Kamis, 29 Mei 2014

PERFILMAN II
Mari kita simak pengertian film yang tercantum dalam Undang Undang RI Nomor 33 Tahun 2009, tentang Perfilman, yaitu pada Bab I, Ketentuan Umum, Pasal 1, ayat 1. Dipermaklumkan, film adalah karya seni budaya yang merupakan pranata sosial dan media komunikasi massa yang dibuat berdasarkan kaidah sinematografi dengan atau tanpa suara dan dapat dipertunjukkan.
Secara ilmiah memang film dapat dikategorikan sebagai media komunikasi, karena dalam film terdapat elemen yang saling melengkapi dan itu merupakan suatu komunikasi. Dalam film ada komunikatornya, ada pesannya dan ada pula yang melihat atau audiencenya. ketika film sebagai barang mati, artinya dalam bentuk phisik tidak diproyeksikan atau tidak diputar, maka film tidak ada artinya sebagai bentuk komunikasi. tetapi ketika film diputur atau diproyeksikan, maka makna makna yang ada dalam film dapat dicerna oleh penonton. Oleh karena itu terjadilah proses komunikasi antara produser sebagai komunikator, ada pesan yang disampaikan dalam bentuk gambar bergerak dan bersuara, serta komunikan yaitu mereka yang menonton film tersebut. Maka terjadilah interaksi yang pesan peesan dalam bentuk gambar dan suara itu dapat dimengerti oleh penonton selaku komunikan.
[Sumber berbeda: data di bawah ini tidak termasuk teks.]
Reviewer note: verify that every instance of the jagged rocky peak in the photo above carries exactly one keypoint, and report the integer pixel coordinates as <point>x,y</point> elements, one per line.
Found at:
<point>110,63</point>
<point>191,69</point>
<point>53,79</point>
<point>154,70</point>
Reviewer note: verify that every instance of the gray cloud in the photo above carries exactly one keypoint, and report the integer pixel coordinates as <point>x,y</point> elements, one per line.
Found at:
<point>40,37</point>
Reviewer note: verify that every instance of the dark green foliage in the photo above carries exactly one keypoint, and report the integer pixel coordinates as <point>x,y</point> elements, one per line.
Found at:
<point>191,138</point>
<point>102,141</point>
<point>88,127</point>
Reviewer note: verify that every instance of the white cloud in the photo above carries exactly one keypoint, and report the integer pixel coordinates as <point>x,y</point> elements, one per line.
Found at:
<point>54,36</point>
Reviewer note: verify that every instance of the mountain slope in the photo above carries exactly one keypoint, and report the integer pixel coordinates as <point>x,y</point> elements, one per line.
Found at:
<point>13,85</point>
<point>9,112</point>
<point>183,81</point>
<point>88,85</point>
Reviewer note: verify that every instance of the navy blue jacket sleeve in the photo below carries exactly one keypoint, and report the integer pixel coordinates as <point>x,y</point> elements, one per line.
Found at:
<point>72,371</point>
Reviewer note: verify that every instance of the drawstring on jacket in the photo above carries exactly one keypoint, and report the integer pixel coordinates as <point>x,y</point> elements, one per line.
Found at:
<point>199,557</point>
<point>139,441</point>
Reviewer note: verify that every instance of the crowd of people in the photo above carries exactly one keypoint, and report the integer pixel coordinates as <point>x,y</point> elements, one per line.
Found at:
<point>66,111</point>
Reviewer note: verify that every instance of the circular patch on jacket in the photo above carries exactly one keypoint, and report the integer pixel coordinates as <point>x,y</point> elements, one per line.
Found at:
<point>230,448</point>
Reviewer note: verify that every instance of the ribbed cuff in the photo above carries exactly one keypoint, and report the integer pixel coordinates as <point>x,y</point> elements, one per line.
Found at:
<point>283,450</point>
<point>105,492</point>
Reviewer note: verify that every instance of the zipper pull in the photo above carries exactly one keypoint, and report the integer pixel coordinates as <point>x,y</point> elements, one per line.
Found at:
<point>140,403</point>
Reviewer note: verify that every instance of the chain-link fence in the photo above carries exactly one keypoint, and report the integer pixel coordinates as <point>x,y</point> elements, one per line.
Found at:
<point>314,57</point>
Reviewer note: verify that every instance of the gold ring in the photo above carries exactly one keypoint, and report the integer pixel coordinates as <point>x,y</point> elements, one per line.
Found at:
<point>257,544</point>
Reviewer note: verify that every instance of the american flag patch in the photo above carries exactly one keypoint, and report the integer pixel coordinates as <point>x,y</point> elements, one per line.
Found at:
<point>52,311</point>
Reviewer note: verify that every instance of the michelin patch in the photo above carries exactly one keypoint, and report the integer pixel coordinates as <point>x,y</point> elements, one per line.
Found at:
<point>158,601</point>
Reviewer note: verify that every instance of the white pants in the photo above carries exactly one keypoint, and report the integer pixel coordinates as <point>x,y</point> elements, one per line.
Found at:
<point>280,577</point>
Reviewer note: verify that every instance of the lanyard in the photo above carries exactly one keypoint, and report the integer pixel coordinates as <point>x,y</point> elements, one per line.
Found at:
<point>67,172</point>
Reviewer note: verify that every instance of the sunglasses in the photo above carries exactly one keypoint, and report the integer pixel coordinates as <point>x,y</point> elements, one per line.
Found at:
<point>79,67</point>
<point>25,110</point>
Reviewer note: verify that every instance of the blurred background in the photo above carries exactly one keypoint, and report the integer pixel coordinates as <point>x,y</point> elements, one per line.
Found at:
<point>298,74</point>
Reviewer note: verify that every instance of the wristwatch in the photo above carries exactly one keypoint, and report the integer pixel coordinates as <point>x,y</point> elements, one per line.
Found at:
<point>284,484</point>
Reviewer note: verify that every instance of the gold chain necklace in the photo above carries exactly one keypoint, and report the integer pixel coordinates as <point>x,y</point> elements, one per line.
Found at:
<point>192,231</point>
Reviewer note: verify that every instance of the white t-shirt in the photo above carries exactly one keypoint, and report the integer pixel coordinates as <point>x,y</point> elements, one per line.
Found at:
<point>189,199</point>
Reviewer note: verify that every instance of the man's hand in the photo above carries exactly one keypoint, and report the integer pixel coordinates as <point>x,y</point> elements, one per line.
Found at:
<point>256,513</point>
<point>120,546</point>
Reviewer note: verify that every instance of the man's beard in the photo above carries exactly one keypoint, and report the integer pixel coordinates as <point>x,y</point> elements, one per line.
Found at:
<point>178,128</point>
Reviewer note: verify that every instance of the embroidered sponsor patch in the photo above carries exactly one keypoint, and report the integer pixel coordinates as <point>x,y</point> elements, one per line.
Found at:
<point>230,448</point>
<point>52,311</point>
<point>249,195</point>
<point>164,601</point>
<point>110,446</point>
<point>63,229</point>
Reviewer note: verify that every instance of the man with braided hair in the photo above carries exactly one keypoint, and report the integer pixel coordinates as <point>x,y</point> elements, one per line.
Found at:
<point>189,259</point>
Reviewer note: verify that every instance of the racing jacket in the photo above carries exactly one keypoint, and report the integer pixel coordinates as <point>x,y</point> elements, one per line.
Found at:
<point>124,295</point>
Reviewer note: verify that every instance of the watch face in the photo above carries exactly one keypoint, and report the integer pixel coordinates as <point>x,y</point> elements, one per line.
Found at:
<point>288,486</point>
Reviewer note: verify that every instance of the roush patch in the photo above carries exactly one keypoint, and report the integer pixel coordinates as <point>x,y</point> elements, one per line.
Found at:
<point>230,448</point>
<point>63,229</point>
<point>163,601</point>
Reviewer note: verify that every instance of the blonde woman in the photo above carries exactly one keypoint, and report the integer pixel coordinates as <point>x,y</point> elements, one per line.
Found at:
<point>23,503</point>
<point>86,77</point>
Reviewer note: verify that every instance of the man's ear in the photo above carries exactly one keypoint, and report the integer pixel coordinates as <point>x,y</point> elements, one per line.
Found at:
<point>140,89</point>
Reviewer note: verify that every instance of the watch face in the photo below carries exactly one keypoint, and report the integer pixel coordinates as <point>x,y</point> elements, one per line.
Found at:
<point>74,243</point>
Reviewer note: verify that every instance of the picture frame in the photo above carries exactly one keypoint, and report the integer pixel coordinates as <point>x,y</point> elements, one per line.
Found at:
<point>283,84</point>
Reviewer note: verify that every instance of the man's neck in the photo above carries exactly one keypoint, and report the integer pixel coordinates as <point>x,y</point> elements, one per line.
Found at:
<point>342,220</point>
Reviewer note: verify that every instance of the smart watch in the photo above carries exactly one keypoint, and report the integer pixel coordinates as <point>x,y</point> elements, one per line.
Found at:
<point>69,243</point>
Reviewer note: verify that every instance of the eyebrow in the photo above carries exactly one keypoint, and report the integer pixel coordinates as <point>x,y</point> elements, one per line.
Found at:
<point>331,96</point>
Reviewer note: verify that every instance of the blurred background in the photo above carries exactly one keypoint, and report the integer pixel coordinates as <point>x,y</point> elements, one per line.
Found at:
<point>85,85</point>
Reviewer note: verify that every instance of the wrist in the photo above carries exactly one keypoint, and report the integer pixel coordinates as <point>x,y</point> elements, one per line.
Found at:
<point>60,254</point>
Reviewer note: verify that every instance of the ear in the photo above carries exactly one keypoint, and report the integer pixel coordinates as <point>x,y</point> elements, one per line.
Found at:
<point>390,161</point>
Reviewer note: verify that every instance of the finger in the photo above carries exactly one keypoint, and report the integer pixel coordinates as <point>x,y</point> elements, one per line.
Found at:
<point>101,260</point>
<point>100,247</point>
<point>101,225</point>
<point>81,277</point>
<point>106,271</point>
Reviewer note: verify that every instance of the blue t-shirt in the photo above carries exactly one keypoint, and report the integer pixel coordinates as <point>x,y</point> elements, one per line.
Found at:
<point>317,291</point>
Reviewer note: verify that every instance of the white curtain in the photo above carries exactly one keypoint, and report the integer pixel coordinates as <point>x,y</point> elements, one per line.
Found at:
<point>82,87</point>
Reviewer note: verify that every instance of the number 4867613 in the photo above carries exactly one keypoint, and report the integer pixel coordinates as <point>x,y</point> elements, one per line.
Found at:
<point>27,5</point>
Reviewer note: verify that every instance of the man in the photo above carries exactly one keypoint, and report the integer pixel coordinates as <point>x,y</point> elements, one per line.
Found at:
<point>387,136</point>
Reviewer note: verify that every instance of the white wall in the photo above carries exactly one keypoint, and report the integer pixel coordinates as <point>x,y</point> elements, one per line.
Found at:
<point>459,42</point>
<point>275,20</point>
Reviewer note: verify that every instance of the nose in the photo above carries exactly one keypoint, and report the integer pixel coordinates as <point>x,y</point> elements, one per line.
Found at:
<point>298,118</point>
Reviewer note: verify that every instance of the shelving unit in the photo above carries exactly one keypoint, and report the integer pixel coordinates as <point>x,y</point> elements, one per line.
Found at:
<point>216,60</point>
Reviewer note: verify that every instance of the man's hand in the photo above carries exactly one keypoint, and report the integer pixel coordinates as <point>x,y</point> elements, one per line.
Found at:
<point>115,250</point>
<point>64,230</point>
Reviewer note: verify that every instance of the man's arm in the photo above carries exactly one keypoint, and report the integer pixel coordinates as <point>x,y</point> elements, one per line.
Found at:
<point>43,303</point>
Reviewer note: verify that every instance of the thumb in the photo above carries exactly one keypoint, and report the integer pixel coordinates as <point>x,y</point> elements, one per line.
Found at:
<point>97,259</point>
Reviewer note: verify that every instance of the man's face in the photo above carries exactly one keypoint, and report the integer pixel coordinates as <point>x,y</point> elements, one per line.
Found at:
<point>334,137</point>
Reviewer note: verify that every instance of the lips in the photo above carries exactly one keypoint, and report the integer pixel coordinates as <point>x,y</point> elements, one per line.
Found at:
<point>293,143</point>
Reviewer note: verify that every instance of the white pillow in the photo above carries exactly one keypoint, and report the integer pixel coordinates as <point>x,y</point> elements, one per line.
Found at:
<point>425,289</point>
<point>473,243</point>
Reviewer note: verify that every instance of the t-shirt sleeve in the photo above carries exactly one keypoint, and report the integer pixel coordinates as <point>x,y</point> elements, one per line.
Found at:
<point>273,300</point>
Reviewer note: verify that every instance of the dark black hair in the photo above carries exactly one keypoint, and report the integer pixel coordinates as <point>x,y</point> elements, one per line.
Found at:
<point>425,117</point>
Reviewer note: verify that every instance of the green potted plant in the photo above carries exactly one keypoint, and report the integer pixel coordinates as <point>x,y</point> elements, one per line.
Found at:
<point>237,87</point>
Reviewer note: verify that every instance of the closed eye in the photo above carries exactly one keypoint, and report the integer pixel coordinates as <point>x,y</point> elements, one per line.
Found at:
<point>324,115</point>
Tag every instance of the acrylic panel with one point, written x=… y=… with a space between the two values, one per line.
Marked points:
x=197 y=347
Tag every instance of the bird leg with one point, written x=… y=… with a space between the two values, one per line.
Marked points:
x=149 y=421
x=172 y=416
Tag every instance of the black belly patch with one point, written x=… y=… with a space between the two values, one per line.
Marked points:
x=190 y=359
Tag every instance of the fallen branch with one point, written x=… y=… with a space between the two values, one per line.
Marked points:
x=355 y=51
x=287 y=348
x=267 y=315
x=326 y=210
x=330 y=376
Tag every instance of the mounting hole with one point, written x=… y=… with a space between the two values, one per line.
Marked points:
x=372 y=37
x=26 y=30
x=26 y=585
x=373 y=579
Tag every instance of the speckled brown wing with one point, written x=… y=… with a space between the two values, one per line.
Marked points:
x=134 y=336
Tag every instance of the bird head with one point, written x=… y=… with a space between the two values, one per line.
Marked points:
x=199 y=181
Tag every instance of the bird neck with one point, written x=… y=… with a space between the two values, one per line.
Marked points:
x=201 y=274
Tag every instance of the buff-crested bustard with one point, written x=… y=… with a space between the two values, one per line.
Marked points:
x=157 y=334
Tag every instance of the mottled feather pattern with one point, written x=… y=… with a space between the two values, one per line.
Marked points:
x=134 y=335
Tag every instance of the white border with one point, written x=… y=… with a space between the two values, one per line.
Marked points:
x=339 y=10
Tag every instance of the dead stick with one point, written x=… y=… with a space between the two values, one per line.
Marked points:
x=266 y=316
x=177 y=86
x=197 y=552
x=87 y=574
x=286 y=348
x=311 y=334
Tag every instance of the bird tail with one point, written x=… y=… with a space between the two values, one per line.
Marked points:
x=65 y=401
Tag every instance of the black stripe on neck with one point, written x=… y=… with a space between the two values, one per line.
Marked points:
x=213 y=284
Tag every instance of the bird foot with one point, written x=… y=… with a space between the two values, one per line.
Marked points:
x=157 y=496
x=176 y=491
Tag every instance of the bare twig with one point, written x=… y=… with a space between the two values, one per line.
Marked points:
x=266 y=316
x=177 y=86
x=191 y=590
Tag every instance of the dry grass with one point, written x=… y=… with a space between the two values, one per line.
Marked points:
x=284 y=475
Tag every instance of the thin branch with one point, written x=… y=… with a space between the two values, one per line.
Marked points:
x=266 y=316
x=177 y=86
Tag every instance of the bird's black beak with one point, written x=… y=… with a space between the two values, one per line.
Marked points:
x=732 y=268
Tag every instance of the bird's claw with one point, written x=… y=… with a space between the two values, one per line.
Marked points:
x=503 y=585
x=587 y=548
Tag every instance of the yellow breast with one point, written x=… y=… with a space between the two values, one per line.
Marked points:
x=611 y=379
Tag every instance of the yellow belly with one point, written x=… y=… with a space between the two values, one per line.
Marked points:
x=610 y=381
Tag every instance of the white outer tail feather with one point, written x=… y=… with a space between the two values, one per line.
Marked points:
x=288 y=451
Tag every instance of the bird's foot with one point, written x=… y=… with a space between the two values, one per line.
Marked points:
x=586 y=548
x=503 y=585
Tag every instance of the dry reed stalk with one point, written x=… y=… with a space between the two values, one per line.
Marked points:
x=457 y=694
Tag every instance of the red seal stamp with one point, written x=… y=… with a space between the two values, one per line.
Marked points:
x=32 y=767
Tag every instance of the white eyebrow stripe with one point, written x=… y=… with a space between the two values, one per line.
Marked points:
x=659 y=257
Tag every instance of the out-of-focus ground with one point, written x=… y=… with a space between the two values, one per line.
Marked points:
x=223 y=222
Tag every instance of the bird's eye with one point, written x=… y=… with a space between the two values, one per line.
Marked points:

Dan dalam Undang Undang RI, tentang perfilman seperti tertera diatas, juga melansir bahwa, film itu sebagai komunikasi massa merupakan sarana pencerdasan kehidupan, pengembangan potensi diri, pembianaan akhlak mulia, pemajuan kesejahteraan masyarakat, serta wahana promosi Indonesia di dunia internasional, sehingga film dan perfilman Indonesia perlu dikembangkan dan dilindungi.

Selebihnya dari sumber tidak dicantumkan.